I remember as a hobbyist Windows programmer (Borland C++ Builder) I was really envious of the skills required to build something like Winamp - especially the UI. Back then, advanced learning resources and examples were effectively non-existent or at least, hard to find and stitch together.
I owe my entire career to the fact that Winamp added the ability to re-skin.
I had just graduated graduate school for international economics, and was working for a government contractor who only hired me because I had a masters (they could charge the government more). Because of this, I literally had nothing to do and would just sit in the office.
I eventually figured out an excuse to get my employer to buy Photoshop for me and I started learning it on company time. When Winamp came out with the update to add skins, I ended up making one of the very first skins (meshAMP) which became really popularly.
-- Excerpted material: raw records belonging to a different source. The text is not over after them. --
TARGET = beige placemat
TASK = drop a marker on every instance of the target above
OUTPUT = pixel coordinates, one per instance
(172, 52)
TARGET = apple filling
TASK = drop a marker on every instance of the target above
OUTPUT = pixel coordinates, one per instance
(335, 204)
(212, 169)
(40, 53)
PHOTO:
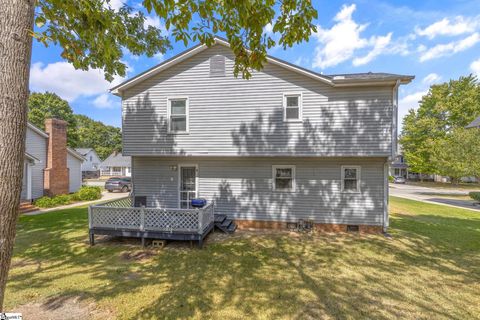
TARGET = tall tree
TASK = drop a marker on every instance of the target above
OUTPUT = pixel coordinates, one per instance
(42, 106)
(95, 134)
(457, 154)
(443, 109)
(93, 35)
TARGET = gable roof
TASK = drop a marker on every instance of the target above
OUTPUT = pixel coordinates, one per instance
(116, 159)
(333, 80)
(83, 151)
(475, 123)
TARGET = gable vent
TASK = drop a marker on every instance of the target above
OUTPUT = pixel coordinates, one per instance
(217, 66)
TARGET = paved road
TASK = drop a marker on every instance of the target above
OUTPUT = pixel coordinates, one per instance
(433, 195)
(106, 196)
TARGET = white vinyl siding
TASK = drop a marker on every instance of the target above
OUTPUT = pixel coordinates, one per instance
(292, 107)
(241, 187)
(231, 116)
(74, 166)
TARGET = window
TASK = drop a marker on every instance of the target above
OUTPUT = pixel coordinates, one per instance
(292, 107)
(350, 178)
(283, 178)
(178, 115)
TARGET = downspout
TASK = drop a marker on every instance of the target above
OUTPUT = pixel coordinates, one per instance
(393, 154)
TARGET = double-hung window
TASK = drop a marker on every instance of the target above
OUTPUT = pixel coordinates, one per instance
(292, 107)
(178, 115)
(350, 178)
(283, 177)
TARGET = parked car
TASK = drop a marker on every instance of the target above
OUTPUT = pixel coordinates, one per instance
(123, 184)
(400, 180)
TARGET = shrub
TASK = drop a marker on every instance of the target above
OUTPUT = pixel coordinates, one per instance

This led to contract job with STB (to design interfaces for a TV Tuner card they had) and eventually 3DFX (paid in 3d video cards), and eventually a career change and a job as a graphic designer.
Except, I was not a good designer, so I quickly learned to program (ASP.net and then JAVA), which led to Macromedia Flash, which led to Macromedia Generator, which eventually led to a job offer from Macromedia (now Adobe), where I still am (sadly, sans Flash).
Modern software won't run on a 30 year-old Win95 computer like Winamp did. CSS inside browser-based applications does not count as skinning; that's just an abomination.
That's one of the biggest reasons I still use it. Other music players have strictly fixed UIs that often focus on organizing a music library rather than actually playing your music. I'm quite happy organizing my music using the file system.
Skinning was pretty easy to do. The packaging format was a zip archive with a renamed extension. You could do a lot with a little photoshop skills and trial and error.
So many people used it that skins would get a lot of distribution, too.
I found the secret to C++ programming for Windows was using the C API.
It was a long time ago, but IIRC I was using Visual C++ (a very nice compiler that was the first to implement the STL as written) having abandoned Borland Foundation Classes (? name ?) which was dreadful. Woeful.
MFC, the MS C++ offering for writing Windows apps was impossible to use and undocumented at the time. We subscribed to those piles of CDs that MS would send out regularly and I could only find decent documentation for the C API, not the MFC one. Weird.
I used an explicit event loop (simple for a Computer Science graduate like I was) and the C API inside my C++ programme and it worked a treat
Screenshots might take 10’s of kibibytes. Not very baud efficient. Use the webring links at the bottom of the page to find another website that has pictures. Sign their guestbook as thanks.
I remember fondly writing a winamp clone in school with a team project. We scraped together a rough plugin based player, input and output plugins (a super limited network streaming variant), etc.. good times grinding on a neat project. Yikes, that was like 25 years ago.
Justin Frank used to hang out on IRC in #winprog or something, and I can remember when he was showing us how he made the UI skinnable. Asking for ideas and input etc.